Each version ("commit") stored in git forms part of the graph, and it is often useful to think about what you do in git in terms of this graph.
When UserA starts, let's say that only two commits were created, which we will call P and Q :
P
He then modifies FileA, the steps that change, and creates a commit that represents the new state of the source code β say, commit is called R This has one parent, which is a Q commit:
P
After successfully clicking, the commit graph for the GitHub repository looks the same.
UserB started with the same story:
P
... but created another commit called S , which has its modified version of FileB:
P
UserB tries to click on GitHub, but the click will be rejected - unless you "push" push, you are not allowed to update the remote branch, unless your version includes the entire history on this remote branch server. So UserB pulls out of GitHub. The tension really consists of two steps, sampling and merging.

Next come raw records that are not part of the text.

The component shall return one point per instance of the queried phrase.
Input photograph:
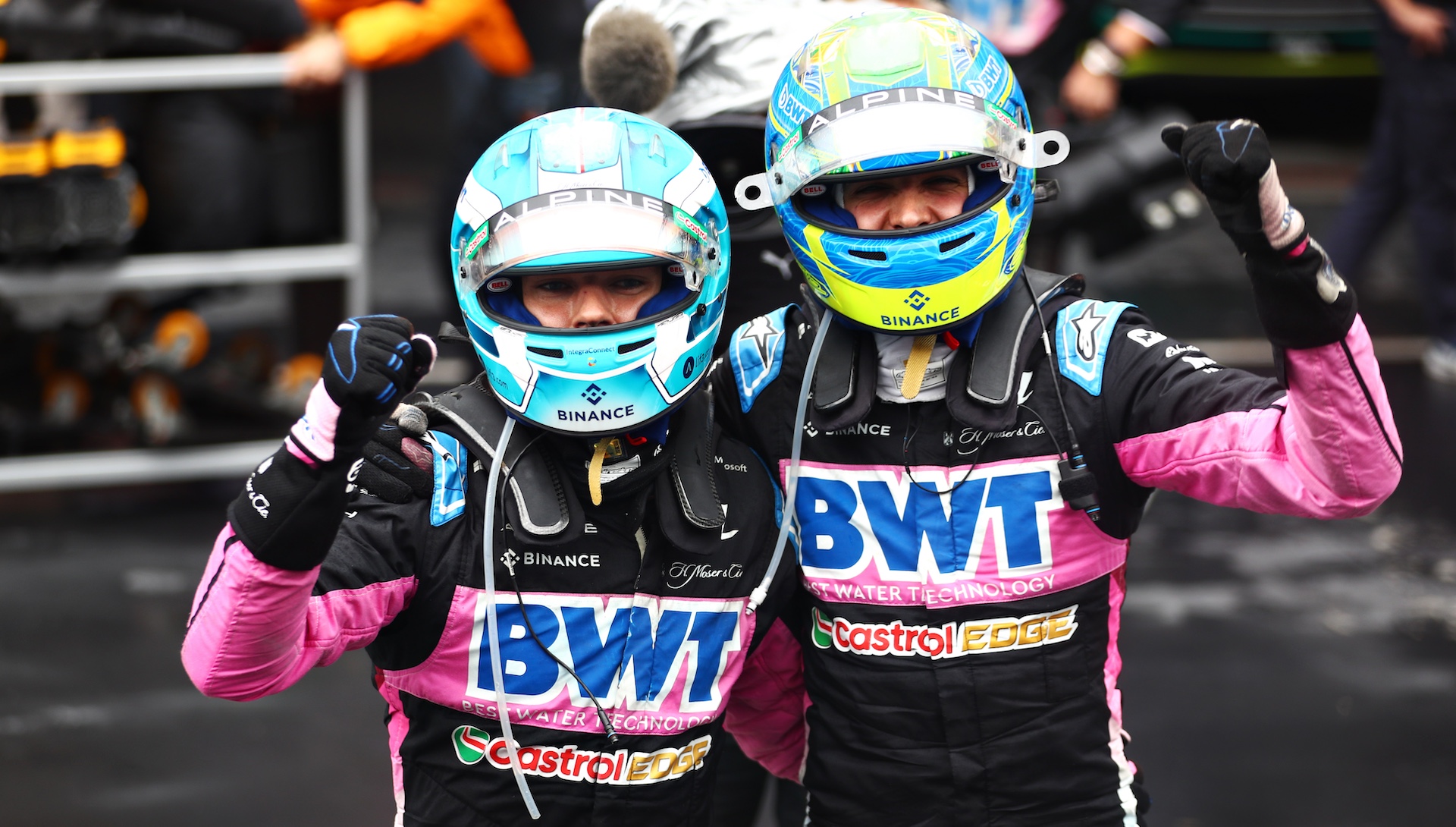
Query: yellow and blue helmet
(588, 190)
(892, 93)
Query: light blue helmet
(582, 190)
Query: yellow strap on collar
(595, 469)
(916, 364)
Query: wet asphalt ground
(1279, 671)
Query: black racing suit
(645, 606)
(959, 635)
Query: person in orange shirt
(373, 34)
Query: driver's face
(908, 200)
(590, 299)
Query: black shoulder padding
(691, 510)
(1003, 347)
(541, 504)
(843, 379)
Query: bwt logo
(663, 656)
(854, 519)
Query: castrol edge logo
(946, 640)
(570, 763)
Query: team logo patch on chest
(657, 665)
(570, 763)
(944, 536)
(946, 640)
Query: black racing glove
(1301, 299)
(398, 467)
(291, 505)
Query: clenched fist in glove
(293, 503)
(1301, 299)
(373, 363)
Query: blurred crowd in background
(88, 181)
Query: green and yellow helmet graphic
(893, 93)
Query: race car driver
(570, 527)
(967, 445)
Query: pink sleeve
(256, 628)
(766, 706)
(1327, 450)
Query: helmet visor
(900, 121)
(584, 222)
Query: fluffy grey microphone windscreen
(628, 61)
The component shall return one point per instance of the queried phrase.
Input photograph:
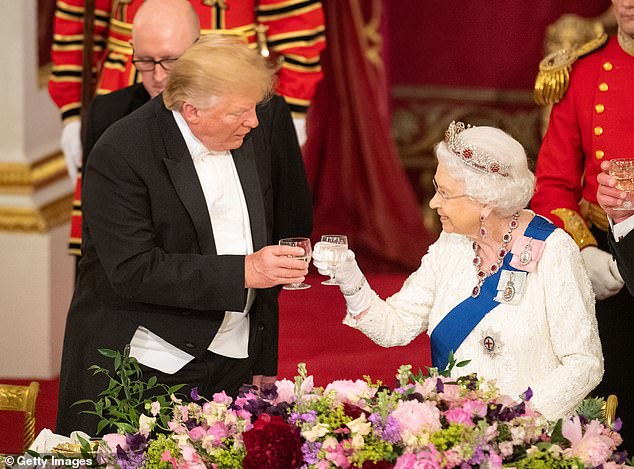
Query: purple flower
(310, 450)
(617, 425)
(136, 442)
(391, 432)
(440, 386)
(527, 395)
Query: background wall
(466, 60)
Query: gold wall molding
(21, 178)
(37, 220)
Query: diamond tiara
(469, 154)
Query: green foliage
(405, 375)
(128, 396)
(230, 458)
(543, 459)
(592, 409)
(155, 452)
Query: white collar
(195, 146)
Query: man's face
(224, 125)
(624, 10)
(153, 44)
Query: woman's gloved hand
(348, 275)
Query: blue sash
(454, 328)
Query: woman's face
(458, 212)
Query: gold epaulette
(552, 80)
(576, 227)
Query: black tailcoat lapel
(181, 169)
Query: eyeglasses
(147, 65)
(444, 196)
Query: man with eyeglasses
(294, 30)
(162, 31)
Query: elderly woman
(501, 287)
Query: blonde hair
(217, 66)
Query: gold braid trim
(553, 78)
(576, 227)
(38, 220)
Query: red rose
(272, 443)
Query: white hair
(505, 194)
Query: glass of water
(335, 249)
(622, 169)
(303, 243)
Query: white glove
(70, 142)
(603, 272)
(300, 129)
(352, 283)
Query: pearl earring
(483, 230)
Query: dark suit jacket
(107, 109)
(624, 253)
(149, 252)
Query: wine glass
(622, 169)
(302, 243)
(334, 248)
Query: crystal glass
(622, 169)
(334, 249)
(308, 252)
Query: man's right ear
(190, 113)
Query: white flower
(146, 424)
(155, 408)
(316, 431)
(360, 426)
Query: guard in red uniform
(593, 121)
(294, 30)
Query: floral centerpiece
(432, 421)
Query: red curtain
(359, 186)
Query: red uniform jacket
(593, 122)
(295, 30)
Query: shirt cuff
(622, 229)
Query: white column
(36, 274)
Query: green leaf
(83, 401)
(557, 437)
(101, 425)
(108, 353)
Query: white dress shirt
(229, 216)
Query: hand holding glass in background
(335, 249)
(303, 243)
(622, 169)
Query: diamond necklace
(481, 275)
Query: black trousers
(210, 374)
(615, 316)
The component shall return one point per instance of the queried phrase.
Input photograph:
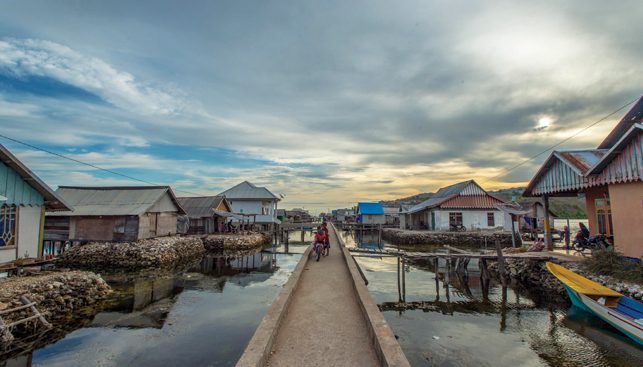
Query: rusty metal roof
(467, 194)
(202, 207)
(581, 160)
(633, 116)
(579, 163)
(471, 202)
(119, 200)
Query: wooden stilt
(501, 263)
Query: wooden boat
(620, 311)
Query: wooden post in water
(404, 280)
(484, 273)
(548, 240)
(501, 263)
(447, 271)
(399, 285)
(513, 231)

Retrieve origin/master updates that are similar to the status cache of the remote master branch from the remote origin device. (This is an example of a "remote tracking branch".)
P
The story in this column diverges, so the merge tries to combine the two stories by creating a merge (for example, M ), which has both S and R as parents, and, we hope, represents the changes from both branches:
P
When GitHub shows you a diff that represents the changes made by the commit, it is simple if it is committed with a single parent - it can just run the diff from this version. However, in the case of a commit, such as M , with multiple parents, it must select a parent to show diff. This explains why the diff shown for fixing the merge M may seem the same as that shown for one of S or R Entries in git are determined by the exact state of the source tree, and not by the changes that the tree received in this state.